- August 13, 2014
- 18 Comments
Change is in the air. With disruptive technologies hitting businesses from the outside in and the inside out, how companies invest in technology and ultimately how people use it to get work done is under significant re-evaluation. At the same time, the rising workforce clash between older and younger generations is also pushing HR to radically reform management processes and education programs.
Indeed, change is the air. In fact it’s imminent. But change is never programmatic nor is it ever easy. And, all too often, change is a reactive response to areas of disruption rather than a proactive step to head it off.
With so many factors affecting the future of business, where do leaders focus? What do they prioritize?
This is a worldwide issue. As Gallup research shockingly revealed in late 2013, only 13% of employees around the world are actively engaged at work. What’s worse is that more than twice that number is completely disengaged, toxic and at risk of spreading negativity to others.
It only gets worse.
Deloitte released its Global Human Capital Trends report in in 2014, which included insights from 2,500 businesses in 90 countries. The report’s author Josh Bersin observed a sobering trend, “the message is clear: companies are struggling to engage our modern, 21st century workforce.”
Key findings from Deloitte’s report include:
- 86% of business and HR leaders believe they do not have an adequate leadership pipeline (38% see it as an urgent problem)
- 79% believe they have a significant retention and engagement problem (26% see it as urgent)
- 77% do not feel they have the right HR skills to address the issue (25% urgent)
- 75% are struggling to attract and recruiting the top people they need (24% urgent)
- Only 17% feel they have a compelling and engaging employment brand.
I can sum up my response in one word, “yikes!”
Between Gallup and Deloitte, there’s a screaming sense of urgency that should rattle executives into action. That data is overwhelming. The fear is real. The risk of not doing anything about it or not trying hard or fast enough is self-destructive.

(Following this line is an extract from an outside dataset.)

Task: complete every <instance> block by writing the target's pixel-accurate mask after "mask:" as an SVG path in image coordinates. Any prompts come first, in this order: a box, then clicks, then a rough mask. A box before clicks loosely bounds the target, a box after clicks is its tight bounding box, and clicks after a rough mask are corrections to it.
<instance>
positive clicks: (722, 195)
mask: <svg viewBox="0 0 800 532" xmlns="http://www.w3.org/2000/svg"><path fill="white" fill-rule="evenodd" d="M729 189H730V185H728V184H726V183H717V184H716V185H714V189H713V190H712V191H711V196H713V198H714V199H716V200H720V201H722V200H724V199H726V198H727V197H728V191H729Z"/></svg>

What’s clear is that the solutions are not easy. And without leadership commitment, solutions are implausible.
There’s something else to consider. With new technology a constant disruptor and the next generation of employees (Generation Z) already exhibiting different behavior sets than that of Generation Y, we can assume that change isn’t a one-time affair…it’s continual. Therefore change must of course begin with people…by them and for them. To lead though, not just react to threats and trends, requires a more substantial approach. We are talking about changing the culture of the company to be more innovative, adaptive, and resilient. That takes leadership.
Culture starts with vision…a vision for where we are going and why. Leadership must also lead and not rely on processes and systems. People must believe that leadership is relentless in its pursuit for a living and inclusive culture that everyone can stand behind. To design and foster a new culture also takes empowerment against that vision, inclusion so that everyone feels that they are part of its DNA, and most importantly instilling and building trust among leaders, managers, and especially employees.
Complicated yes. Effective, yes. Deloitte found that work teams which have high levels of inclusion outperform others by 8:1.
From there, businesses must overhaul and humanize their performance management process. A new vision sets the bar higher for everyone.
This requires new standards, processes and systems for…
- Reward and recognition
- Leadership behavior
If it’s one thing you can bet on moving forward is that people, and how you lead and inspire them, will become one of your greatest assets if not an absolute competitive advantage. But what research and experience is already showing is that to succeed here now and in the times ahead takes a reboot of the approach you have today. Just because things have been done a certain way doesn’t mean its going to work in a time when people, what they value, and the technology they use are radically different that the aging infrastructure that manages them today. This is a time for innovation. This is a time to re-write the employee handbook. And, this takes leadership, not management.